12- On demeure quand même un peu incrédule quand on se rappelle la façon dont la propagande nationaliste et guerrière a embarqué les peuples européens en août 1914, pour un voyage de quatre ans « au bout de la nuit ». On se dit qu’on ne s’y laisserait plus prendre, que nous sommes désormais vaccinés contre le bourrage de crâne et les mouvements de foule. Et puis, avec l’Ukraine, ça repart pour un tour – « En voiture, Simone, pour la petite croisade anti-totalitaire ! ». Poutine, c’est le Kaiser, le Hun en version slave... On se laisse embobiner, à l’identique, et quand on nous le dit, on s’étrangle d’indignation : « Mais comment pouvez-vous comparer ?! Ça n’a rien à voir ! ».
Ça a tout à voir. La seule question est de savoir quand cela deviendra clair comme le jour.

13- La démocratie, c’est une formation historique d’aujourd’hui et qui n’entretient que de lointains rapports avec d’autres formations historiques qui, en d’autres lieux et temps, se sont éventuellement parées du même nom. La démocratie comme idéalité n’est que l’idéologie de la première. Le jour où les croisés de la démocratie globale auront achevé de plonger le monde dans le chaos d’une troisième guerre mondiale, les prosélytes de l’idéalité démocratique continueront de nous expliquer qu’il y a démocratie et démocratie et qu’il faut se méfier des imitations, d’autant plus qu’elles sont généralement inspirées par la haine de la démocratie (la vraie, celle dont le brevet est déposé dans le coffre de R.).

14- Beau comme une fusée nord-coréenne s’abîmant en mer du Japon.

15- Comme ils aiment à vivre au milieu des ruines d’eux-mêmes !

16- « L’Etat n’est pas fasciste, mais sa police l’est déjà » – Jean-Paul Sartre, 1970. Ah bon, déjà ?

17- Territoire palestiniens occupés par les colons et l’armée israélienne : décrire une guerre de conquête comme une suite d’opérations de police, hélas rendues nécessaires par le perpétuel penchant des autochtones pour le terrorisme.
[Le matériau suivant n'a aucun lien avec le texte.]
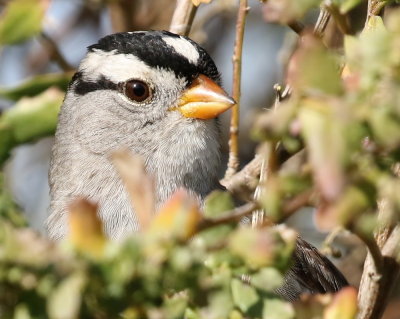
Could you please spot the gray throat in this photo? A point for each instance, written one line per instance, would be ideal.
(178, 152)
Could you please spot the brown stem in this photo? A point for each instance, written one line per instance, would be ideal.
(183, 16)
(233, 162)
(378, 280)
(296, 26)
(374, 8)
(230, 216)
(322, 22)
(341, 19)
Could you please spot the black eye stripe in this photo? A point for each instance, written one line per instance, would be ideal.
(82, 87)
(150, 48)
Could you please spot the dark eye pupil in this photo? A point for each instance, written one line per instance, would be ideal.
(137, 90)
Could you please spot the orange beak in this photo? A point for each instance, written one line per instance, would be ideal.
(204, 99)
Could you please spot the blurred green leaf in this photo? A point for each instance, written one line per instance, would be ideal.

Tout à fait l’opposé de la guerre de conquête de Poutine en Ukraine.

18- Cosmétique des pouvoirs : si le maquillage dont ils se barbouillent le visage est si épais (les ors et les pompes), n’est-ce pas tout simplement que leur intrinsèque laideur réclame impérieusement cet expédient ? Il faut toujours commencer par étudier les pouvoirs comme galerie de tronches – tout le reste s’y enchaîne...
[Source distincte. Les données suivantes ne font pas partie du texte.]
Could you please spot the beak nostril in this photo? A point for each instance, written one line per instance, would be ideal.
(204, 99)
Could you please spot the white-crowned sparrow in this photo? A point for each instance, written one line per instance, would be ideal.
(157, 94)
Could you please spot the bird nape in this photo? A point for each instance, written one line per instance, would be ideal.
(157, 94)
19- Kant se trompe du tout au tout quand il dit que la Terre est sphérique pour tout le monde et que cela constitue une invitation à y circuler. Pour la plupart, elle n’est ni ronde ni plate, elle est hérissée de barbelés.

20- Sur l’illettrisme digital : quand les Etats modernes ont eu besoin que les gens sachent lire, écrire et compter, ils ont rendu l’école obligatoire, généralement gratuite, et ont formé des instituteurs. Quand il nous faut aujourd’hui entrer dans l’ère digitale, pour survivre, c’est : « démerdez-vous ! », chacun pour soi. Ultra-libéralisme et retour à l’état de nature – beau sujet pour le bac philo des jours prochains...

21- (en prime) : Ce qui nous précède de plusieurs pas est souvent ce qui vient de si loin derrière nous que nous en avons tout oublié et ne pouvons, pour cette raison même, en imaginer la puissance. Les idées les plus radicalement neuves et dotées de puissance destituante nous viennent du passé le plus lointain – non pas nécessairement le plus éloigné dans le temps, mais perdu dans les brumes de la mémoire.